Shiuyinghua

Scientific classification
- Kingdom: Plantae
- Clade: Tracheophytes
- Clade: Angiosperms
- Clade: Eudicots
- Clade: Asterids
- Order: Lamiales
- Family: Paulowniaceae
- Genus: Shiuyinghua Paclt
- Species: S. silvestrii
- Binomial name: Shiuyinghua silvestrii (Pamp. & Bonati) Paclt

= Shiuyinghua =

- Genus: Shiuyinghua
- Species: silvestrii
- Authority: (Pamp. & Bonati) Paclt
- Parent authority: Paclt

Species of flowering plant

Shiuyinghua is a monotypic genus of flowering plants belonging to the family Paulowniaceae. The only species is Shiuyinghua silvestrii.

It is native to the province of Hubei in southern central China.
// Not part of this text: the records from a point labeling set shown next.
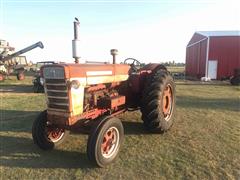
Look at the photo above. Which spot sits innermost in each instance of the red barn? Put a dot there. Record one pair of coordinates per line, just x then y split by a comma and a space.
213, 54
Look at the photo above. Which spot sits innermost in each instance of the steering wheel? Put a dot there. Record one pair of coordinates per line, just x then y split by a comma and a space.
133, 61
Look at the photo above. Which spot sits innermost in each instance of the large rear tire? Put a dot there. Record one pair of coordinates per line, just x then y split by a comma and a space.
158, 102
2, 77
45, 136
105, 141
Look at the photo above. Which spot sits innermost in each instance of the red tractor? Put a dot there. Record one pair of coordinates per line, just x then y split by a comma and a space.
89, 96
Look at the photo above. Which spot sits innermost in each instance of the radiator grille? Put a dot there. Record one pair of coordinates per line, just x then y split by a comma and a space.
56, 90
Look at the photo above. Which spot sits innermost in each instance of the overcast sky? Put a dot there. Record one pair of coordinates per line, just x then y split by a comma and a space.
151, 31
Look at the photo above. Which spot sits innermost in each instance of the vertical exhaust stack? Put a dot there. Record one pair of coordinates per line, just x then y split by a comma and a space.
76, 41
114, 52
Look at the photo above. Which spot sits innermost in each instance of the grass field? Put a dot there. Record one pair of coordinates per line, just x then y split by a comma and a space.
202, 144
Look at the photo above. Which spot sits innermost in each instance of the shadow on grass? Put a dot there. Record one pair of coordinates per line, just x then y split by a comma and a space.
232, 104
21, 152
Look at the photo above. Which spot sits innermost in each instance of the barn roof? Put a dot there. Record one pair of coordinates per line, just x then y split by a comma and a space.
219, 33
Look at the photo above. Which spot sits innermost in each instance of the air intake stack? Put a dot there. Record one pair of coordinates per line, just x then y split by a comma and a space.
76, 41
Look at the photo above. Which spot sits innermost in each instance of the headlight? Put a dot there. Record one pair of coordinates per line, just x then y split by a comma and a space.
74, 84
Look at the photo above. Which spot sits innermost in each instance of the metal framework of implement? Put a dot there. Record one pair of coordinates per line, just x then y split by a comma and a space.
89, 96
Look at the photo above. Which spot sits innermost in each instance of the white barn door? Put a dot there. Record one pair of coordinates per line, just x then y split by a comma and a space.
212, 69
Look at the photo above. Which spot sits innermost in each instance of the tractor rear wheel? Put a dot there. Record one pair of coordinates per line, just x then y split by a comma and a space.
104, 141
46, 136
158, 102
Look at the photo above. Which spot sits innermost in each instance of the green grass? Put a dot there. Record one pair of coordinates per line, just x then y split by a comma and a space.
176, 69
202, 144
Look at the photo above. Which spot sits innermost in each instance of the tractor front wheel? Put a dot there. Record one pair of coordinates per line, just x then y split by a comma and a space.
158, 102
20, 76
47, 136
104, 141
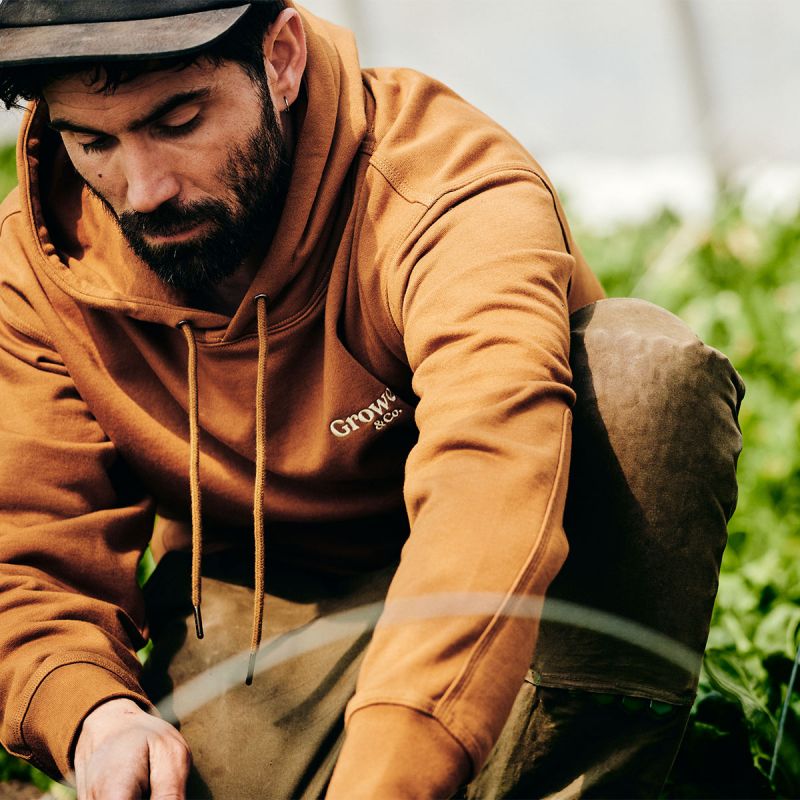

The genus name of Shiuyinghua is in honour of Shiu-Ying Hu (1910–2012), a Chinese botanist. She was an expert in the plant genera of Ilex (Aquifoliaceae), Hemerocallis (Amaryllidaceae), and Panax (Araliaceae). The Latin specific epithet of silvestrii means woodland, from silva. Both the genus and the species were first described and published in J. Arnold Arbor. Vol.43 on page 217 in 1962.